The combination of the net interest income and the net non-interest expenses results in a pre-tax and pre-loan loss provision income of $103M. In line with the $105.4M in Q4 2020 (which included a higher profit on the aforementioned sale of loans and investment securities).
That being said, BankUnited’s pre-tax income increased to $131.3M because the bank was able to reverse some of the provisions for loan losses it recorded in 2020. In the first quarter of this year, the bank added $28M in previous provisions back to the income statement resulting in an exceptionally strong pre-tax income and net income of, respectively, $131.3M and $98.8M. The EPS in the first quarter came in at $1.06/share.
Can we expect more provision reversals this year?
And this shines a new light on the banking sector. Most banks were able to keep their loan losses and loan loss provisions relatively limited in 2020, and banks that took swift action, like BankUnited, are now in the position to reverse some of the provisions.
Source: company presentation
To understand why the bank feels sufficiently confident to reverse the provisions, we need to have a closer look at the structure of the loan book and the total amount of loan loss provisions. As you can see below, a large portion of the BankUnited loan book actually consists of residential mortgages. Those mortgages, and the PPP loans, could be considered low-risk assets. Sure, defaults are still absolutely possible, but as the economy is firing up again, job losses and thus mortgage payment defaults should remain relatively limited.
Source: quarterly update BankUnited
And keep in mind that even if a borrower defaults, it doesn’t mean the bank will lose its entire investment. As you can see on the image below, almost 60% of the residential loans has an LTV ratio of less than 70%.

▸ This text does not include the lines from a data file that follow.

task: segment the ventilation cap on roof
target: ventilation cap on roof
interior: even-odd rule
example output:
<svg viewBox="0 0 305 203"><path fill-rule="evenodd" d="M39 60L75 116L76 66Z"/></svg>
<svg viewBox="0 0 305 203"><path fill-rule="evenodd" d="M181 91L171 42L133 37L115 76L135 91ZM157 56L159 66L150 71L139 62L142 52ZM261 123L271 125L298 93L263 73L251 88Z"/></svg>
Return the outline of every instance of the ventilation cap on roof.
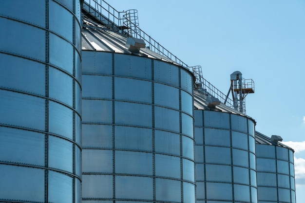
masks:
<svg viewBox="0 0 305 203"><path fill-rule="evenodd" d="M208 97L206 99L205 104L210 109L215 109L216 105L220 104L220 101L217 98Z"/></svg>
<svg viewBox="0 0 305 203"><path fill-rule="evenodd" d="M282 142L283 141L283 138L280 136L272 135L271 136L271 141L272 142L277 144L278 141Z"/></svg>
<svg viewBox="0 0 305 203"><path fill-rule="evenodd" d="M139 53L141 48L145 47L145 42L142 39L134 37L127 38L125 47L132 52Z"/></svg>

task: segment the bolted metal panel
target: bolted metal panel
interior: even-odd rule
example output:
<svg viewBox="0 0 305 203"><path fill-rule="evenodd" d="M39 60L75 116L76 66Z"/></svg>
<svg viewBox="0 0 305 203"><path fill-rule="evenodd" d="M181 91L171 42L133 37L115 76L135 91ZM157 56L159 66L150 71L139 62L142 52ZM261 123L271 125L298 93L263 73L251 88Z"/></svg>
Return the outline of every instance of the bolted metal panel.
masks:
<svg viewBox="0 0 305 203"><path fill-rule="evenodd" d="M79 7L1 3L0 201L80 202Z"/></svg>
<svg viewBox="0 0 305 203"><path fill-rule="evenodd" d="M86 67L87 63L83 64L83 69L86 70L83 73L83 77L86 78L83 81L85 88L82 98L82 125L85 127L82 136L86 143L83 146L83 153L86 154L82 158L85 165L83 166L83 201L177 202L184 198L188 202L188 197L194 198L192 129L182 128L184 120L181 120L182 115L186 122L192 121L192 111L181 107L192 106L192 96L191 90L189 92L180 87L180 82L191 81L191 73L147 57L83 52L83 55L93 60L96 61L99 55L113 61L108 66L95 63L90 69ZM89 66L93 65L86 58L83 60ZM95 74L99 70L113 68L111 74ZM181 82L180 69L185 74ZM97 81L99 77L112 77L113 86L94 85L98 83L93 81ZM110 94L96 93L106 88L112 90L112 98ZM90 90L94 96L84 92L85 89ZM185 93L183 99L181 92ZM103 104L99 105L99 103ZM95 116L96 111L100 113ZM110 112L113 114L108 117L112 119L104 119L104 115ZM192 126L192 123L191 125ZM113 130L99 129L108 127ZM108 143L110 137L112 146L102 145L103 140ZM94 155L87 155L93 150L95 152ZM105 159L107 161L103 161ZM96 178L107 180L113 177L113 181L111 184L92 183L90 176L94 174ZM98 192L101 187L110 188L111 192Z"/></svg>

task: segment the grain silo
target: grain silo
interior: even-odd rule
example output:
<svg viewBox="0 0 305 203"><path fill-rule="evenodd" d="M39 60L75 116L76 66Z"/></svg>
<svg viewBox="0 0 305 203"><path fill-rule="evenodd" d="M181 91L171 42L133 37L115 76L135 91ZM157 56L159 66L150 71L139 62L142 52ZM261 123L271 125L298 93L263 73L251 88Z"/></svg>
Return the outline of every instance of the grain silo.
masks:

Source: Company presentation
We see a similar situation in the Commercial Real Estate segment. The $6.7B in loans in this segment have an average LTV ratio of less than 60%. This means that the $6.7B in loans are backed by in excess of $11B in collateral. Does this mean the bank won’t make any losses when there’s a default? Obviously not. But it does mean those losses should be relatively limited given the relatively LTV ratio.
Source: company presentation
So we have established a large portion of the loans is backed by plenty of collateral. Let’s now have a look at how much of the loan book is actually past due at this point.
Source: quarterly update
As of the end of March, a total of $233.6M of the loans were deemed non-performing, an additional $126M were under short-term deferral regimes while an additional $636M of the loans is subject to CARES Act modification. The total amount of non-performing loans hasn’t really gone up much compared to the end of 2019 (pre-COVID) as you can see below:
Source: company presentation
That also likely is the reason why BankUnited seems to be fine with a loan loss provision of just over $220M, which represents approximately 95% of the total amount of non-performing loans. Given the more than acceptable LTV ratios of the loans, this should be sufficient although the short-term deferrals and the CARES Act modified loans could be the sword of Damocles.

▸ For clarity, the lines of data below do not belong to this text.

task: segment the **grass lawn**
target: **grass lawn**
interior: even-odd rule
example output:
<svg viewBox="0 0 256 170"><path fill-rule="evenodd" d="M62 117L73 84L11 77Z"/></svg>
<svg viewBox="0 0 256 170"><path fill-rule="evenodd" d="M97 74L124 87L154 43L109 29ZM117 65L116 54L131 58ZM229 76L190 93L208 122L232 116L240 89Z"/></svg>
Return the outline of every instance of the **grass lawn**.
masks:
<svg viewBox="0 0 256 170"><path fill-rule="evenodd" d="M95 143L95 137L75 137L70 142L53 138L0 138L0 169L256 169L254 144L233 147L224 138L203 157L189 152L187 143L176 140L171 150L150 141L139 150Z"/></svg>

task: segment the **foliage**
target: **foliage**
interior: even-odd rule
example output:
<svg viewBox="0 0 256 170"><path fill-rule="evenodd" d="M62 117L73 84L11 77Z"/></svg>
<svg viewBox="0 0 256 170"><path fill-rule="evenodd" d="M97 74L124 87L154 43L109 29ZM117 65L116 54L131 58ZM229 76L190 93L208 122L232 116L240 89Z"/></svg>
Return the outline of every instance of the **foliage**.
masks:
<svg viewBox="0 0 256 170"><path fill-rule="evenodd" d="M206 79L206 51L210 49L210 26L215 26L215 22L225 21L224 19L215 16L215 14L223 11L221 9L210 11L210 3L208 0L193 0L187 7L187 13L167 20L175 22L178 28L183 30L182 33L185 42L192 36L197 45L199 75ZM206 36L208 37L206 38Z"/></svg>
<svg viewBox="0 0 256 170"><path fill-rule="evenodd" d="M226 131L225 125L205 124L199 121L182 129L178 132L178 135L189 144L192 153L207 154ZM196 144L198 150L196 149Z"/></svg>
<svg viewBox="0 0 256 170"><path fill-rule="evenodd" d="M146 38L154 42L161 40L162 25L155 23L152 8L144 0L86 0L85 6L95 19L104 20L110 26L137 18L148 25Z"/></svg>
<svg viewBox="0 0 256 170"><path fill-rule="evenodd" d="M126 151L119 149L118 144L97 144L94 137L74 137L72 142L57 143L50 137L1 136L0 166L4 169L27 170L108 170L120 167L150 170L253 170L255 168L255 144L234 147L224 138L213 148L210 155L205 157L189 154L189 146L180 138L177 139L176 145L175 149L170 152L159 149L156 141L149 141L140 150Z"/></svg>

That being said, BankUnited’s management obviously has a better idea of how "dangerous" those loans are and would not have reversed a portion of last year’s loan loss provisions if it wasn’t confident the loan losses would remain limited. Perhaps this also means we shouldn’t expect to see BankUnited reversing more provisions later this year until the dust has settled a little bit more.
In any case, it’s good to see some of the smaller banks are also now reversing earlier provisions, but that doesn’t make me a buyer of BankUnited yet. Trading at about 13 times its normalized net income and about 1.5 times its tangible book value, I’m on the sidelines for now. But the strong loan book intrigues me and I’ll for sure keep an eye on this bank.